We have a separation process with two output stream. One stream is a final product (Slurry) and the other is a stream with impurities in it. I have done two things
(A) and
(B)
(A) Corelation
I corelated the quality parameter of final product with the impure streams parameter using MiniTab (Stat-> Basic Statistic->corelation), I initially got a few parameter with significant P-values and some with insignificant P-Values (obviously)
(B) Regression
Next, I tried regressing on a parameter (say Y) of impure stream with other parameters of final product (say x1,x2 and xn). I followed the following strategy.
I).
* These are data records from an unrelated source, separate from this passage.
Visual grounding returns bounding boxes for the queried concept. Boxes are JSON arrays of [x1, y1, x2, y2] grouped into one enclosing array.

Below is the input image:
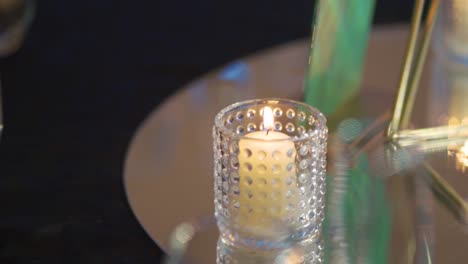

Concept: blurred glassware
[[432, 0, 468, 65], [305, 0, 375, 126], [426, 0, 468, 211], [430, 0, 468, 126], [0, 0, 34, 56], [0, 0, 34, 141], [163, 216, 216, 264]]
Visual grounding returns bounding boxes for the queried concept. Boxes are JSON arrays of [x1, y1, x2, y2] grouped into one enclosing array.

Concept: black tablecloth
[[0, 1, 411, 263]]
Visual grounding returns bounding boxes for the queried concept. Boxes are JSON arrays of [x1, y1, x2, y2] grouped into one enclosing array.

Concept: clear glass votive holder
[[213, 98, 328, 249]]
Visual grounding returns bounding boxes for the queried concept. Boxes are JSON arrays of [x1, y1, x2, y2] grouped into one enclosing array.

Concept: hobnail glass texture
[[213, 99, 328, 249]]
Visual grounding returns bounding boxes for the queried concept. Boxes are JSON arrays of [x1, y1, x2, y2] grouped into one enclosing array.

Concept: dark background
[[0, 1, 412, 263]]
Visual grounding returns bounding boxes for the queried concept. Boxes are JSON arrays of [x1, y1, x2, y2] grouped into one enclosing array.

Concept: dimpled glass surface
[[213, 99, 328, 250]]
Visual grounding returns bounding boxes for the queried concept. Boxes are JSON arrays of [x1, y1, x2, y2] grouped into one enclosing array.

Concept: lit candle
[[236, 106, 297, 237]]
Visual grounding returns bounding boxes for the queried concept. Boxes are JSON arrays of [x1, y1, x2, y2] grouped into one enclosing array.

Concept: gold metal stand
[[358, 0, 468, 223]]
Run regression (Stat->Regression)
II). Check if there are any points identified by MiniTab to be not following the regression equation.
III.)Remove these points i.e. points not following the regression equation.
IV.) Go to (I).
The resultant is P-Value of equation = 0.000,All points are confirming to the equation...
But surprisingly, a few of the parameter which has no corelation in Stat->Corelation i.e
(A) now has significant P-Value after following the above regression steps
(B)?????
Can anyone answer following...
1. Am I following right way of doing regression ? If not, pl. tell me where I am
wrong and how to improve ?
2. Should I consider the final P-Values of a parameter to be significant after
regression even if Stat-> Corelation does'nt identify it as significant initially
?
3. Does regression on a parameter involves condition of normality
for Y in Y =f(x) ?
I would be highly obliged.